On 26.11.2016 at 10:32, derekorion said:

Did the original individual frames look much worse than the composite video?

They're the same frames; ImPPG's alignment function only translates and crops the images.

 

On 26.11.2016 at 10:32, derekorion said:

Also, when the plane is not changing angle in the video, can you make a stacked image of the frames during that period of the video (or from the best original frames from the original video, from more than one period - say if the altered angle then came back to the same orientation a number of seconds later)?

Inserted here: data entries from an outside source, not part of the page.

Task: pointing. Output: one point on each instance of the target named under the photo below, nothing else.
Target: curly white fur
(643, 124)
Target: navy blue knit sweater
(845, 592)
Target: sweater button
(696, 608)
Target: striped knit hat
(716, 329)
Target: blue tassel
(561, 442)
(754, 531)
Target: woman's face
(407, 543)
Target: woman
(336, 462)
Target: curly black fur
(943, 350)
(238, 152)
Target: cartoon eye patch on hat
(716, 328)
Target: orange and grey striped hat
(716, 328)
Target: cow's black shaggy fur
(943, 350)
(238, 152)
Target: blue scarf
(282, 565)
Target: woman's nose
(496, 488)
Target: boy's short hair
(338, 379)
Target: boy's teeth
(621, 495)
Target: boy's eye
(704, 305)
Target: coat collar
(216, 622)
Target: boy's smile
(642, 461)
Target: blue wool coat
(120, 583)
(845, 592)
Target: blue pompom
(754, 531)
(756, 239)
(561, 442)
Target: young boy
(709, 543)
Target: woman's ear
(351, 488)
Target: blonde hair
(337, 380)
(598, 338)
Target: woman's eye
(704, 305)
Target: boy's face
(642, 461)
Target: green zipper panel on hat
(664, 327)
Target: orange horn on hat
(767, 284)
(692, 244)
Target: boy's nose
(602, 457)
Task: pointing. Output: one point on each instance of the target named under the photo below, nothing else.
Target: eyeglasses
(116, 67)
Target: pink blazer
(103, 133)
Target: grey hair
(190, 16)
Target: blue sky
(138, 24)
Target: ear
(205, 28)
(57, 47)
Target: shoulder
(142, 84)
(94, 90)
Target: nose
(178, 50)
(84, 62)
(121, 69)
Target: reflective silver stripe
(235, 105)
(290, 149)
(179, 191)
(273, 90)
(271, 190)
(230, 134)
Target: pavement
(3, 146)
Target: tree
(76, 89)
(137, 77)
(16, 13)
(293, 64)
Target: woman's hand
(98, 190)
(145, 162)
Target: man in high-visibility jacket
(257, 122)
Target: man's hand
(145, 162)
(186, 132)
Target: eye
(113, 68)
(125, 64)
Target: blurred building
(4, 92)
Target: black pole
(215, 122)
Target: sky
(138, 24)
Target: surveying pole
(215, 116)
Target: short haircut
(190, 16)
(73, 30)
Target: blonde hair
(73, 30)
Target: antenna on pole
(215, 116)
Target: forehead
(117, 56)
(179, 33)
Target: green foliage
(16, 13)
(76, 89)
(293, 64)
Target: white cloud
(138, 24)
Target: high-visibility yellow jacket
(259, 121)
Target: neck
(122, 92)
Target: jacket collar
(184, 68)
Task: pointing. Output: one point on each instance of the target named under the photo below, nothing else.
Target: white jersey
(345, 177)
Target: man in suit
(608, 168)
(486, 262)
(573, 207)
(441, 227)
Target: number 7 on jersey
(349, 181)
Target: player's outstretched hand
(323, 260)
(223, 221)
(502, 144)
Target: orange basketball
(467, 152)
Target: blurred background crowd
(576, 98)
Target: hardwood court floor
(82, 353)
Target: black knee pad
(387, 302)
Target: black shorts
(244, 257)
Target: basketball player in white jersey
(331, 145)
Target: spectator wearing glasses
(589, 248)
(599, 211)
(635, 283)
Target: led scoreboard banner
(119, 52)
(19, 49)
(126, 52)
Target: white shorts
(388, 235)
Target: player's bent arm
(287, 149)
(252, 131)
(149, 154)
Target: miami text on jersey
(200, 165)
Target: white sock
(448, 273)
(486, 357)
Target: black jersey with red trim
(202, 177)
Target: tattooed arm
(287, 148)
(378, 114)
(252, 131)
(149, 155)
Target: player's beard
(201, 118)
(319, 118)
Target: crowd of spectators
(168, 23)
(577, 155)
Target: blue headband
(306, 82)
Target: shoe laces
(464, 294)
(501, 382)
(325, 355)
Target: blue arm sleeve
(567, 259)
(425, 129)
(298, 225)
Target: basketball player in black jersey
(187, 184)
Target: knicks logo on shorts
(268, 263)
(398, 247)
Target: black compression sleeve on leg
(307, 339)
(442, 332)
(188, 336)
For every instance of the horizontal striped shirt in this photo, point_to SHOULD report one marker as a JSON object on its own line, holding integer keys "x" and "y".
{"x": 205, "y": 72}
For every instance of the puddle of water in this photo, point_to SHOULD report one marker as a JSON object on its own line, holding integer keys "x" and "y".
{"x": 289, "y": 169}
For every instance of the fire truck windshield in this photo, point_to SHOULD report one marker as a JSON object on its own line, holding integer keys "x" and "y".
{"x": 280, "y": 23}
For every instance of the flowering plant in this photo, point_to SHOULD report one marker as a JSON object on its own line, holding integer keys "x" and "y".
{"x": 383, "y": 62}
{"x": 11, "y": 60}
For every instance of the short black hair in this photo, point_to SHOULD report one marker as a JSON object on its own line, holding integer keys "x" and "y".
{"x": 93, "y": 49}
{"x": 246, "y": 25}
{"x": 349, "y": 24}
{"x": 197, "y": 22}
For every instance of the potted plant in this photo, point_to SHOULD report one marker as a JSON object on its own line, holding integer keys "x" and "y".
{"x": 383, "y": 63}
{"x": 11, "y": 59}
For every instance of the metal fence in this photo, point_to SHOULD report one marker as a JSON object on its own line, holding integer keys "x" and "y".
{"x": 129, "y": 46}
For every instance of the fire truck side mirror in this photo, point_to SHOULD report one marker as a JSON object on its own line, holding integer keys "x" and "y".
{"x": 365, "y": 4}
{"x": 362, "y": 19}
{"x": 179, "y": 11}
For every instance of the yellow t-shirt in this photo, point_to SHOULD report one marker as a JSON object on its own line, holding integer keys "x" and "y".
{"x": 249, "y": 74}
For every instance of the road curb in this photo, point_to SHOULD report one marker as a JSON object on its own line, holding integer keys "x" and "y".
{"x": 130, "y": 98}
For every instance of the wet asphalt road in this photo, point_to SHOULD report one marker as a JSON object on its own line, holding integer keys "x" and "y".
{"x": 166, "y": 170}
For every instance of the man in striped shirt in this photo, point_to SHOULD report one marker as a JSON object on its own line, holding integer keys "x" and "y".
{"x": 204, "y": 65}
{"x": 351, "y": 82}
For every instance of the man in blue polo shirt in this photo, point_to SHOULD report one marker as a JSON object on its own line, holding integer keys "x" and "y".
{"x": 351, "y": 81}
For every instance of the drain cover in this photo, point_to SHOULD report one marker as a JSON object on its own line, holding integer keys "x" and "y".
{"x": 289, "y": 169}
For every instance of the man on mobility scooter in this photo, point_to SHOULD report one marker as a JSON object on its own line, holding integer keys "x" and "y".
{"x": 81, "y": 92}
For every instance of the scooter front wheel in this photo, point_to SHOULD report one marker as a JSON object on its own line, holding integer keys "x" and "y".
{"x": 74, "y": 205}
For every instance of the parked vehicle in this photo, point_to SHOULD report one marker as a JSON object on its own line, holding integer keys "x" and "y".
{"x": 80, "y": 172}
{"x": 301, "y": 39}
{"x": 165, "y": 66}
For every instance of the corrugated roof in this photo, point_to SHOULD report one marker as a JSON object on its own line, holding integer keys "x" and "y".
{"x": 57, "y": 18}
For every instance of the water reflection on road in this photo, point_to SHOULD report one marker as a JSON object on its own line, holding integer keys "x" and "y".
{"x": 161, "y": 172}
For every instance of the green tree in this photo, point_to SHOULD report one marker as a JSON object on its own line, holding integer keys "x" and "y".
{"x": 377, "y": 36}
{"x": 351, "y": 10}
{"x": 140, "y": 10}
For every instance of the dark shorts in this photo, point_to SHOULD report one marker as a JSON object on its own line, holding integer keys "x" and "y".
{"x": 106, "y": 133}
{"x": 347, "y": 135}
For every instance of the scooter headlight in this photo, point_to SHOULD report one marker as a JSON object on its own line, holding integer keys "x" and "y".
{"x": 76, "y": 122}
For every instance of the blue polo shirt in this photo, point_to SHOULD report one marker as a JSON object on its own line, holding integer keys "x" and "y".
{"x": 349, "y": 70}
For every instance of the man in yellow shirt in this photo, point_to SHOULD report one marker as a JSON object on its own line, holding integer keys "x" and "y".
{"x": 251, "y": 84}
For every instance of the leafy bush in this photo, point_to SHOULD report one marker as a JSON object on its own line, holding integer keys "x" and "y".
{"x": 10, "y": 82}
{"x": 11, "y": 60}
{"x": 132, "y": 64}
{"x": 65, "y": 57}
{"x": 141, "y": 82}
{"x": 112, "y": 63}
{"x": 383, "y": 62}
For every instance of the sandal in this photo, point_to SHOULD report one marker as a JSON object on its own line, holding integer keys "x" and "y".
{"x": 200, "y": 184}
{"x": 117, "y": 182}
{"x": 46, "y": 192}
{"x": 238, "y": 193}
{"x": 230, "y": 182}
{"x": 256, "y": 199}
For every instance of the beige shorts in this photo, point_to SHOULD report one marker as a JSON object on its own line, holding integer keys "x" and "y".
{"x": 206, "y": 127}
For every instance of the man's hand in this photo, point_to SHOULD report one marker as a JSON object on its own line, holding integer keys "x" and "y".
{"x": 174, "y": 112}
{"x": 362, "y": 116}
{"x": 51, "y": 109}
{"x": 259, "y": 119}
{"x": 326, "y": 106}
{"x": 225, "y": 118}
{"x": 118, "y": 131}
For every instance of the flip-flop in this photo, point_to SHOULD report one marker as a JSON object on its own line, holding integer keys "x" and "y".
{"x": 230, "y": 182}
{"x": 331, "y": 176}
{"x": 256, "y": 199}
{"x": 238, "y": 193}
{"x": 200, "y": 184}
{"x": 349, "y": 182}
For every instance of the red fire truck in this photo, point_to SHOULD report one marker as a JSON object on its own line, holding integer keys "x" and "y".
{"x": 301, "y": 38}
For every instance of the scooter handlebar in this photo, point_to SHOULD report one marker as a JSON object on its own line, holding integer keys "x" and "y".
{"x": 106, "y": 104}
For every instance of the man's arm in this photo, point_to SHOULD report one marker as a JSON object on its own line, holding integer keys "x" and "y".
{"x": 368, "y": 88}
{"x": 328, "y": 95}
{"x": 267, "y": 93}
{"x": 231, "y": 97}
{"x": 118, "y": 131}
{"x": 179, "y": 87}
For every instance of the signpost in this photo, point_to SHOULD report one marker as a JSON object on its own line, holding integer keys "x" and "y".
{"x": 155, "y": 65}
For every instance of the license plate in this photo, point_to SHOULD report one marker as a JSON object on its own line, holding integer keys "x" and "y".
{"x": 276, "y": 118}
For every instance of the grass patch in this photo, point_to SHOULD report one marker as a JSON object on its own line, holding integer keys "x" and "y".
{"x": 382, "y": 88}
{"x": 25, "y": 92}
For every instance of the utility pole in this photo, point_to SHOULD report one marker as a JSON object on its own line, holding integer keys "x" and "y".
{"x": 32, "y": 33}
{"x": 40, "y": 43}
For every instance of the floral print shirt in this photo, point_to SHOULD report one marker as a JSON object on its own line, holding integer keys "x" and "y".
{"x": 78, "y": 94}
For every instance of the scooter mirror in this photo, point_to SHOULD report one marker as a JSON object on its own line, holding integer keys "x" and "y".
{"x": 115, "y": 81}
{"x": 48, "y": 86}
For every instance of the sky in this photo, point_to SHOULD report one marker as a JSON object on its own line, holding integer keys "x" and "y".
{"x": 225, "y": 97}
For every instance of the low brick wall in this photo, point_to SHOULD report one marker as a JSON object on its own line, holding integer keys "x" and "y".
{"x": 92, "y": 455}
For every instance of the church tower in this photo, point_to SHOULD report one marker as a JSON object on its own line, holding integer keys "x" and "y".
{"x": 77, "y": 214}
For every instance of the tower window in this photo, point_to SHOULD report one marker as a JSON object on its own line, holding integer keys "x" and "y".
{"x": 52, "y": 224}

I don't think stacking would be feasible here. Note that the plane's aspect is changing constantly, so stacking would introduce some blur. Also, a plane flying overhead on a (more or less) straight course cannot be visible at the same orientation at all.

It seems to me that for planes you don't really need stacking; rather, a larger aperture and better seeing conditions. See e.g. these cruising altitude photos by dedicated spotters (usually made with 8-10 inch Newtonians and DSLRs): http://forum.rnavspotters.pl/viewtopic.php?f=1&t=1266

 

On 26.11.2016 at 10:32, derekorion said:

But when slides are prepared and the things being examined are fixed, then I wonder if improved images could be go by stacking.  The only thing I would say is, fixed slides illuminated by a constant bright light, and no changes in the atmosphere, would be that unlike in astronomical imaging where there are moments of good seeing, I guess the opposite would be true of microscope imaging of fixed specimens - lots of good seeing, plus rare moments of poor seeing (e.g. accidental or natural environmental vibrations during imaging).

Sure, you could stack it, but the only effect of stacking static images is increasing the signal-to-noise ratio, not the sharpness. If the specimen is well-lit, this ratio should be good enough already. Perhaps it would help when there's not much light to begin with (fluorescence microscopy maybe?).